I like detective stories set in a different time and a different place. Brother Cadfael, a Benedictine monk in Shrewsbury, really hit the spot as did Bernie Gunther in Nazi Berlin. Those sort of books are baked beans with a baked potato – comfort food. Now there’s a new kid on the block: Abir Mukherjee. His debut novel, A Rising Man, is set in Calcutta in 1919 and ticks all the boxes. Who knew the Special Branch was originally the Special Irish Branch, I didn’t. Donna Leon’s detective novels bring Venice to life and Abir evokes Calcutta in the Raj well enough to convince me.

The English detective’s side-kick (indispensable in the genre) is Sergeant Surendranath (“Surrender-not”) Banerjee. It’s an inspired coupling allowing interesting digressions skilfully woven into the fabric of a trad detective story.

The Ooty Club not so long ago had a sign: “No Riff-Raff”. In A Rising Man, there’s a notice at Calcutta’s Bengal Club, ‘No dogs or Indians beyond this point’. Surrender-not, who is allowed to make some quips, says “the British have achieved certain things in a hundred and fifty years that our civilisation didn’t in over four thousand…We never managed to teach the dogs to read.”
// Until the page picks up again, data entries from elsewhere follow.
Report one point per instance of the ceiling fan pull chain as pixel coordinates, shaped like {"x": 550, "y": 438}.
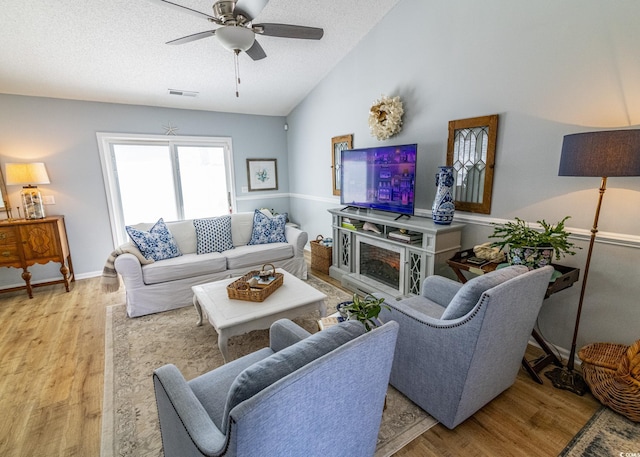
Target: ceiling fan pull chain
{"x": 237, "y": 65}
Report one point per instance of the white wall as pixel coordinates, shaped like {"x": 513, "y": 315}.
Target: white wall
{"x": 548, "y": 68}
{"x": 62, "y": 134}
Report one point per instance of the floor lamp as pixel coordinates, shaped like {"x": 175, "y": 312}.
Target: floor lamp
{"x": 603, "y": 154}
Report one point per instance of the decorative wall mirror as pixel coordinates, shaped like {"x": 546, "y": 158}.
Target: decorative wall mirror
{"x": 338, "y": 144}
{"x": 5, "y": 206}
{"x": 471, "y": 152}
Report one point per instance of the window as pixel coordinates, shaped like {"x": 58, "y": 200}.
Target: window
{"x": 149, "y": 177}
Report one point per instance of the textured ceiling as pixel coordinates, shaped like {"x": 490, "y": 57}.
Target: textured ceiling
{"x": 115, "y": 51}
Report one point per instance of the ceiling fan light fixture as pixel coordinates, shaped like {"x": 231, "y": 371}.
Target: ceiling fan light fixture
{"x": 235, "y": 38}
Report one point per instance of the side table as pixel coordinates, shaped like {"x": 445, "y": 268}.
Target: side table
{"x": 459, "y": 263}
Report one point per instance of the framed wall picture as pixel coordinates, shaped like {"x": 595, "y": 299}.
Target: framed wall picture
{"x": 338, "y": 144}
{"x": 471, "y": 152}
{"x": 262, "y": 174}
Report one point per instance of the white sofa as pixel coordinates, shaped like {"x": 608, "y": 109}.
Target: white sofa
{"x": 166, "y": 284}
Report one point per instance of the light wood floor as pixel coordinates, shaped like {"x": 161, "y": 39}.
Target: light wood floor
{"x": 51, "y": 386}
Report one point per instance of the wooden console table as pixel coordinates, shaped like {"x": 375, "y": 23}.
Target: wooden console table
{"x": 25, "y": 242}
{"x": 459, "y": 263}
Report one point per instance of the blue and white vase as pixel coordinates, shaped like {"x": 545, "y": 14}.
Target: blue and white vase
{"x": 443, "y": 207}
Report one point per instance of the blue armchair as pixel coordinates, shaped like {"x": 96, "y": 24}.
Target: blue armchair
{"x": 459, "y": 346}
{"x": 311, "y": 395}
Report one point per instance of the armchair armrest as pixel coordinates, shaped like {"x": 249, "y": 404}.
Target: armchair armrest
{"x": 179, "y": 409}
{"x": 283, "y": 333}
{"x": 440, "y": 289}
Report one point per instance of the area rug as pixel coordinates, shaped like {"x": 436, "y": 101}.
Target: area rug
{"x": 606, "y": 434}
{"x": 135, "y": 347}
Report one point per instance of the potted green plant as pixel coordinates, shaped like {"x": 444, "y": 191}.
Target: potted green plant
{"x": 365, "y": 310}
{"x": 533, "y": 247}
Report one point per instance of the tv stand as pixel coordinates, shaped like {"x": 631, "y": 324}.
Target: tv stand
{"x": 423, "y": 254}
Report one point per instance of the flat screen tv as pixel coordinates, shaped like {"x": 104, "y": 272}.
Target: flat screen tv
{"x": 381, "y": 178}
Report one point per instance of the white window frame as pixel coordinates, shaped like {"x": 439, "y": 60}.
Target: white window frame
{"x": 105, "y": 147}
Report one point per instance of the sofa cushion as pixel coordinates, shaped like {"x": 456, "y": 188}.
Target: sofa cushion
{"x": 157, "y": 243}
{"x": 241, "y": 228}
{"x": 282, "y": 363}
{"x": 184, "y": 234}
{"x": 470, "y": 292}
{"x": 213, "y": 234}
{"x": 185, "y": 266}
{"x": 268, "y": 229}
{"x": 244, "y": 256}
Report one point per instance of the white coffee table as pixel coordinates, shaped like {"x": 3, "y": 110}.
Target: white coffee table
{"x": 232, "y": 317}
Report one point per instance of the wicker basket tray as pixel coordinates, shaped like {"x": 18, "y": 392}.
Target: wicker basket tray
{"x": 241, "y": 290}
{"x": 612, "y": 371}
{"x": 321, "y": 256}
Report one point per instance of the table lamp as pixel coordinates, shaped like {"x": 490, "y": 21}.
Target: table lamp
{"x": 27, "y": 175}
{"x": 612, "y": 153}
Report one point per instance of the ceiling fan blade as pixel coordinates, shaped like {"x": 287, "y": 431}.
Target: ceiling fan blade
{"x": 256, "y": 52}
{"x": 194, "y": 37}
{"x": 250, "y": 8}
{"x": 184, "y": 9}
{"x": 289, "y": 31}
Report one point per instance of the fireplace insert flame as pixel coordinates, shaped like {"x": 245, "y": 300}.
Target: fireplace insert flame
{"x": 380, "y": 264}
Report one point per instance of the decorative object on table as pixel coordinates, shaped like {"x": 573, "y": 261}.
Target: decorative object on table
{"x": 533, "y": 247}
{"x": 488, "y": 252}
{"x": 443, "y": 207}
{"x": 321, "y": 253}
{"x": 338, "y": 144}
{"x": 471, "y": 152}
{"x": 262, "y": 174}
{"x": 242, "y": 289}
{"x": 365, "y": 310}
{"x": 28, "y": 174}
{"x": 385, "y": 117}
{"x": 604, "y": 154}
{"x": 612, "y": 371}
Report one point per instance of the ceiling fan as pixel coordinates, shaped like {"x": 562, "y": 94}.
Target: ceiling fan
{"x": 237, "y": 32}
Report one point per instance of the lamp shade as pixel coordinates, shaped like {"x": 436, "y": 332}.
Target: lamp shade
{"x": 26, "y": 174}
{"x": 604, "y": 154}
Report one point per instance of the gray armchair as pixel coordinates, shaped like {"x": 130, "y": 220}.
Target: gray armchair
{"x": 459, "y": 346}
{"x": 311, "y": 395}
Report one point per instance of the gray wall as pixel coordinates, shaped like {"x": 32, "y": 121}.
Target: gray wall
{"x": 62, "y": 133}
{"x": 548, "y": 69}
If you are going to sprawl on warm sand this summer you might enjoy reading about the hotter and more humid Calcutta in 1919. There are a shoal of red herrings, some well camouflaged clues, plenty of local colour and a satisfactorily unexpected denoument. Better still there are three sequels to look forward to.

 

One comment

  1. Heartily endorsed. Recommended by my cousin earlier in the year. A brilliant read. And a great Glasgow author too.